The French 75 was created in 1915 at the New York Bar in Paris—later Harry’s New York Bar—by barman Harry MacElhone. The combination was said to have such a kick that it felt like being shelled with the powerful French 75mm field gun, also called a “75 Cocktail”, or “Soixante Quinze” in French.

Recipe below from “The Savoy Cocktail Book,” by Harry Craddock (1930).


  • 2/3 oz. gin
  • 1/3 oz. fresh lemon juice
  • 1 spoonful “powdered” sugar (what we would call caster or ultra-fine sugar)

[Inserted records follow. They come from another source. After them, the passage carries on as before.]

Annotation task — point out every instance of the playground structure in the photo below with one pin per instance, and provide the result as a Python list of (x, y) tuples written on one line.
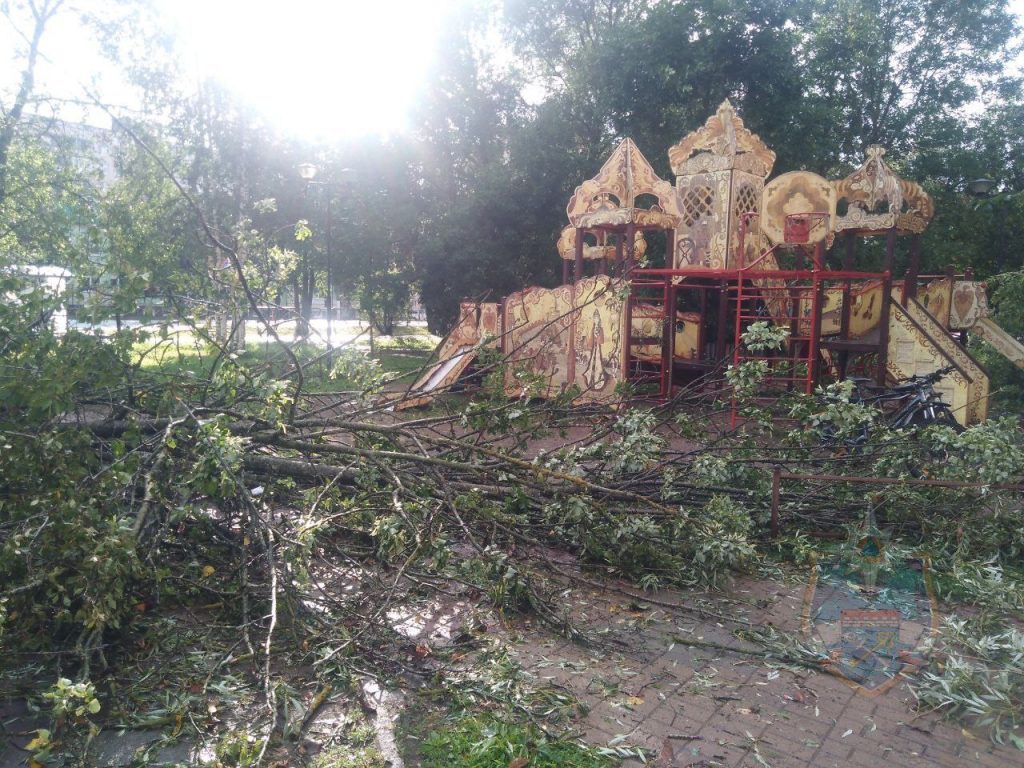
[(737, 249)]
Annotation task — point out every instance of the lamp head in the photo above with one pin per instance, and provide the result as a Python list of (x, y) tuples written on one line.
[(981, 187)]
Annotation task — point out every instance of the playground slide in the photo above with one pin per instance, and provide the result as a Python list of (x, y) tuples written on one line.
[(919, 345), (1003, 342), (456, 353)]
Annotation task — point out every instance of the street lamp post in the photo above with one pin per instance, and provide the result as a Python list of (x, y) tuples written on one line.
[(308, 172)]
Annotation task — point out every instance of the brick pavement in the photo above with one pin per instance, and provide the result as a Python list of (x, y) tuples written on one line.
[(644, 686)]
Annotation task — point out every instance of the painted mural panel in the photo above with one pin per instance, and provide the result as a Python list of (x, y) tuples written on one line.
[(597, 346), (794, 193), (919, 345), (567, 335), (968, 305), (935, 297), (538, 334)]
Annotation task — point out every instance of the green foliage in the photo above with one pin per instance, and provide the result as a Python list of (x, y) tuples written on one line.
[(764, 337), (488, 741), (980, 678), (722, 541), (75, 700)]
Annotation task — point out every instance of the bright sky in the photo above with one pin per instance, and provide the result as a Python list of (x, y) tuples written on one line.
[(317, 69)]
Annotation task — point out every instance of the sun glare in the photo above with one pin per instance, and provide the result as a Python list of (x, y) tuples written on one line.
[(315, 69)]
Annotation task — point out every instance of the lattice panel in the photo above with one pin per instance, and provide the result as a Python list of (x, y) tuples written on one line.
[(697, 203), (747, 201)]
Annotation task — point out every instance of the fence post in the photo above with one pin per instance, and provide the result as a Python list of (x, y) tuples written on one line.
[(776, 482)]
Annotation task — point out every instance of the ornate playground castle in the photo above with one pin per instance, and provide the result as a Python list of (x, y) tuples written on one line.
[(736, 249)]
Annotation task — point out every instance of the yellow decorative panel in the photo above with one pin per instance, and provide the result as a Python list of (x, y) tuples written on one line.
[(797, 192), (935, 297), (566, 335), (919, 345)]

Pour into tall glass containing cracked ice and fill up with champagne.

Bartender’s Notes:

The finer the sugar, the faster it will dissolve in the cocktail. You can make your own caster sugar by pulsing regular granulated sugar a few times in a food processor.

French 75 (Redux)

For a more modern take on the French 75, try the recipe below. I recommend using a citrusy or floral gin such as Uncle Val’s (pronounced citrus notes) or The Botanist (strong floral notes) for even brighter lemon flavor. If you are feeling particularly festive, this cocktail looks especially lovely when made with a rosé champagne (you can even add a rose petal as garnish for a romantic touch).


  • 1 ounce gin
  • ½ ounce simple syrup
  • ½ ounce fresh lemon juice
  • brut champagne or a dry sparkling white wine (such as cava)


Combine gin, simple syrup, and lemon juice in a cocktail shaker filled with ice. Shake until well chilled and strain into a glass. Top with champagne, garnish with a lemon twist, and serve.